1. What is the concept of non-degeneracy of critical points?

The non-degeneracy of critical points refers to a property of a critical point in a mathematical function where the Hessian matrix, which represents the second-order derivatives of the function, is non-singular at that point. In simpler terms, it means that the critical point is not a point of inflection and has a distinct and unique curvature, making it a true maximum, minimum, or saddle point.

2. Why is non-degeneracy of critical points important in optimization problems?

In optimization problems, the goal is to find the maximum or minimum value of a function. Non-degeneracy of critical points ensures that the critical points found are actual extrema and not just points of inflection. This is crucial in accurately determining the optimal solution for a given problem.
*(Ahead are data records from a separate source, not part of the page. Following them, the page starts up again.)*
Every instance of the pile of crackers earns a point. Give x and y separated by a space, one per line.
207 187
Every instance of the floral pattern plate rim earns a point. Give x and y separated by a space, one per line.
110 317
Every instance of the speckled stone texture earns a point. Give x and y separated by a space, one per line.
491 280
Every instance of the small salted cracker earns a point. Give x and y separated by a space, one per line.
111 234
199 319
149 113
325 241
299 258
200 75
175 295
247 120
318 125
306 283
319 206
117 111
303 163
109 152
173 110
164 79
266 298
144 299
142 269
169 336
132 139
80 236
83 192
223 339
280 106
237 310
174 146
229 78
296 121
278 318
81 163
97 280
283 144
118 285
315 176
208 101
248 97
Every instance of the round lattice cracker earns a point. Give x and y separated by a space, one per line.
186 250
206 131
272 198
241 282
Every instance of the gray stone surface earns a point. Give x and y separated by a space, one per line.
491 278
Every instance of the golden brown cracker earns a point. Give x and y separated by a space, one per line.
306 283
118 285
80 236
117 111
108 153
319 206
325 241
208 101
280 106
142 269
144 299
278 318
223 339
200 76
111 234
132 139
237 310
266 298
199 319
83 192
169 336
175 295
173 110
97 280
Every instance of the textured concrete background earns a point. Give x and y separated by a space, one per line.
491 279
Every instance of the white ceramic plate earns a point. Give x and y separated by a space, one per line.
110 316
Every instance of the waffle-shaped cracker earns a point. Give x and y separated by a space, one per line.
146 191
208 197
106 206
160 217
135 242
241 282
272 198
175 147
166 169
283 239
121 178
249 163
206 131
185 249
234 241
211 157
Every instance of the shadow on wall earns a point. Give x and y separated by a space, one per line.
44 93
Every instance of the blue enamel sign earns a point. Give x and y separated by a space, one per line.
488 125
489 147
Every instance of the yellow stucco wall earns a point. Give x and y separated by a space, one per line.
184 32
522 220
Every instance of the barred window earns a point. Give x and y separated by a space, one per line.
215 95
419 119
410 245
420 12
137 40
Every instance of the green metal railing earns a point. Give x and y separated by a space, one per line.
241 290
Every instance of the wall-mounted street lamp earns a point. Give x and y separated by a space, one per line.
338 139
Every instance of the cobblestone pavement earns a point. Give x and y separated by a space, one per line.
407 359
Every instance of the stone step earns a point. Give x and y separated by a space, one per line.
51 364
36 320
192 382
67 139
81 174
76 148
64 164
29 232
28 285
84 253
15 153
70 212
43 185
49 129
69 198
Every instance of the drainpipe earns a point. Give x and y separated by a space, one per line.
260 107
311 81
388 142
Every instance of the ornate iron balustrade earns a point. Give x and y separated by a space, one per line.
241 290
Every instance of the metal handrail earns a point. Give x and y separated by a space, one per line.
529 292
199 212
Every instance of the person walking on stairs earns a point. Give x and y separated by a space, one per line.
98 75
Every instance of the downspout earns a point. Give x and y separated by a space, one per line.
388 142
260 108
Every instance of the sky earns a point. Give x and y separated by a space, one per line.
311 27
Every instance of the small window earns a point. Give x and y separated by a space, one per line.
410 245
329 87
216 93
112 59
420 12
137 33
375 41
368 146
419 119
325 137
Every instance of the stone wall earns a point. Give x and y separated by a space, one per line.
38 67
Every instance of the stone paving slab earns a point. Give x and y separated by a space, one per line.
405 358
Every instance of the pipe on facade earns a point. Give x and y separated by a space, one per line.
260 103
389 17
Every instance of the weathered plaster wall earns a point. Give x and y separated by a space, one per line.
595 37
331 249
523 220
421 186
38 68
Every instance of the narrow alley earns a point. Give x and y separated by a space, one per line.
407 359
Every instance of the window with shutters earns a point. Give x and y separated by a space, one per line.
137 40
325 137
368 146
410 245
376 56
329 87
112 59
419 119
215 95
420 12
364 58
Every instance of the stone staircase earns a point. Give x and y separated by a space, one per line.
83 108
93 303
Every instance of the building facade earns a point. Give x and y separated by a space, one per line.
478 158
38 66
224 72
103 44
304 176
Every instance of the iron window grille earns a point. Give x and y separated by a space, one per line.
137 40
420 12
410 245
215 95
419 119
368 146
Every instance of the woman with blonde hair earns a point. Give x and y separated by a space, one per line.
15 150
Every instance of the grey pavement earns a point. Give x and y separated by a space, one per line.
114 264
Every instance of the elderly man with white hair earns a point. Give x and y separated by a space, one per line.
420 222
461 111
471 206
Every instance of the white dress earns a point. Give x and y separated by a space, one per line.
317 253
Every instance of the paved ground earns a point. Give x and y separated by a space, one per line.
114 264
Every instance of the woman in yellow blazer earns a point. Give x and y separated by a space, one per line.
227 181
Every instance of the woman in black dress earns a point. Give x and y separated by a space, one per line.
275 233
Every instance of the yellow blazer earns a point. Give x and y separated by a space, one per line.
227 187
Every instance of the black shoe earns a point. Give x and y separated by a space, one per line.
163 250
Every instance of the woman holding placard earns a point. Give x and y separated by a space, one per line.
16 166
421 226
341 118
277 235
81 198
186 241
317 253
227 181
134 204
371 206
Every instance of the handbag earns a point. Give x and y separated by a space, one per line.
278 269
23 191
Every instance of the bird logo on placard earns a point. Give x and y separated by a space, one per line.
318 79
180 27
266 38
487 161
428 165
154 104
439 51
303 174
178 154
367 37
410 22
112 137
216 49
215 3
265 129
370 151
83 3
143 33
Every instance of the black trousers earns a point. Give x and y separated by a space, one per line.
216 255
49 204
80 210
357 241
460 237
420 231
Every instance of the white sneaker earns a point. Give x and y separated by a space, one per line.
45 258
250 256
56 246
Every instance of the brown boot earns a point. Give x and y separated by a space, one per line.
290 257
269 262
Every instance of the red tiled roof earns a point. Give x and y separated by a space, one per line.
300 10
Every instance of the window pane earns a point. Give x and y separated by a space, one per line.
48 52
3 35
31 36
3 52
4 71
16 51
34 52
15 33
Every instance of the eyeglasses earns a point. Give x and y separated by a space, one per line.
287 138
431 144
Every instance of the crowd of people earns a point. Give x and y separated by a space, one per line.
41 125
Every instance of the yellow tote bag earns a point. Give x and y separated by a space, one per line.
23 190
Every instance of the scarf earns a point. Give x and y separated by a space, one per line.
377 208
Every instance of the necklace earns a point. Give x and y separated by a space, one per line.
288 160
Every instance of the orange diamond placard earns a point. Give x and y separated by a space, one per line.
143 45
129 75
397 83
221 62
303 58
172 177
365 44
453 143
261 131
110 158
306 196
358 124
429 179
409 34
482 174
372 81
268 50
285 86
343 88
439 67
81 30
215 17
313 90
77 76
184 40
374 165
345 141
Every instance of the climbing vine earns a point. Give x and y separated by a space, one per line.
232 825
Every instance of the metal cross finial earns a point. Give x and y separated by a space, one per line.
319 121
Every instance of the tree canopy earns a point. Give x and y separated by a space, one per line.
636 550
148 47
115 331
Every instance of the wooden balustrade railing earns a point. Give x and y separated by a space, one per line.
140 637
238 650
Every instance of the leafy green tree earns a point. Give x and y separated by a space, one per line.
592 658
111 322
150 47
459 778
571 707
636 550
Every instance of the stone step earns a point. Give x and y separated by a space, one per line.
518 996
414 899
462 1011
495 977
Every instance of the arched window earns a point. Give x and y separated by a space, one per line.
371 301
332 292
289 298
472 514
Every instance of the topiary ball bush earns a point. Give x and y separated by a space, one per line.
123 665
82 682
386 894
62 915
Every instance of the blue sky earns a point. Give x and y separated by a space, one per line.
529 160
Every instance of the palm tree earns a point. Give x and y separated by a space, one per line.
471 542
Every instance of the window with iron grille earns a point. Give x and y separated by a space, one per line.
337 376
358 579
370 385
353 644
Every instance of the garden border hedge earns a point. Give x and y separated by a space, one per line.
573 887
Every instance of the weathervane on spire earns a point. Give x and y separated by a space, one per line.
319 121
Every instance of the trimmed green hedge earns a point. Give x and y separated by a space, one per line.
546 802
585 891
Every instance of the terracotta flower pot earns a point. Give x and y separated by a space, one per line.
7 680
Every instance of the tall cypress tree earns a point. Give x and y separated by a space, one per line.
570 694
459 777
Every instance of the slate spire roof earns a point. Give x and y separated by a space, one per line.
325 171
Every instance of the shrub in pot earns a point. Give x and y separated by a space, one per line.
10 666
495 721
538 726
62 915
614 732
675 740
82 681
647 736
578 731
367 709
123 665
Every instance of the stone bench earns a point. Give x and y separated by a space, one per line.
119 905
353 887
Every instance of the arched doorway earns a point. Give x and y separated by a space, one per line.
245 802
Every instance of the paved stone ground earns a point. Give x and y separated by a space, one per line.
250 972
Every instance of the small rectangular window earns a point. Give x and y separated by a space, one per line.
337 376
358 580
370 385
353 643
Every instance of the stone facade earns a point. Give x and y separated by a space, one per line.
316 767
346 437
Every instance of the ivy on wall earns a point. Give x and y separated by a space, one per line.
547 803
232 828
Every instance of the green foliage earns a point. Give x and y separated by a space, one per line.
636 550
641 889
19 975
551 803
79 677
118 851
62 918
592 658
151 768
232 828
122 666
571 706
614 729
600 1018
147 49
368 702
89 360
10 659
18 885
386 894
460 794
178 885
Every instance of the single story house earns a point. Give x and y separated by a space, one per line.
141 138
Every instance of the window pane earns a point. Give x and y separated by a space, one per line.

3. What conditions must be satisfied for a critical point to be non-degenerate?

For a critical point to be non-degenerate, the Hessian matrix at that point must be non-singular, meaning that its determinant is non-zero. This ensures that the second-order derivatives of the function exist and have a unique curvature at that point.

4. Can a critical point be non-degenerate in one direction but degenerate in another?

Yes, it is possible for a critical point to be non-degenerate in one direction but degenerate in another. This occurs when the Hessian matrix is singular in one direction but non-singular in another. In such cases, the critical point is considered non-degenerate overall.

5. How is the non-degeneracy of critical points determined in practice?

The non-degeneracy of critical points can be determined by calculating the Hessian matrix at the critical point and checking if its determinant is non-zero. If the determinant is zero, the point is degenerate and further analysis is required to determine its nature. Alternatively, software programs and algorithms can be used to automatically check for non-degeneracy of critical points in optimization problems.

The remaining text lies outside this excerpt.